Por fim, a promessa quase messiânica do cozinheiro Auguste Gusteau é de que todos podem cozinhar, mesmo que seja um rato! Apenas possível no mundo da imaginação essa alegoria fulminante é um tapa de luvas de pelica na cara da crítica pretensiosa que faz da culinária (ou da literatura) uma experiência quase mística para raros escolhidos que dominam uma linguagem epifânica, apenas acessível a iniciados, compartilhada em cerimônia e ritual entre os eleitos do gênio. Ou será por acaso que nosso crítico em Ratatouille escreve suas peças críticas em um cenário de autêntica sacrística?

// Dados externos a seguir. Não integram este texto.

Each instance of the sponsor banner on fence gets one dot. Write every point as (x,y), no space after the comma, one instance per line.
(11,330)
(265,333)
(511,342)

Vi numa tarde de julho esse filme incrível, saí do cinema banhado em lágrimas, emocionado e intimamente feliz como quem encontra, em um baú, uma antiga e perdida fotografia de sua infância, depois, pelas ruas de Curitiba fui recebendo o frio da estação e compreendendo, num plano mais racional, o que me emocinava na obra recém fruída: e senti uma vontade imensa de compartilhar essas sensações como quem convida os amigos para um jantar de inverno em que se vai servir um daqueles pratos cheios de sabor e encanto com gosto de infância e reencontro.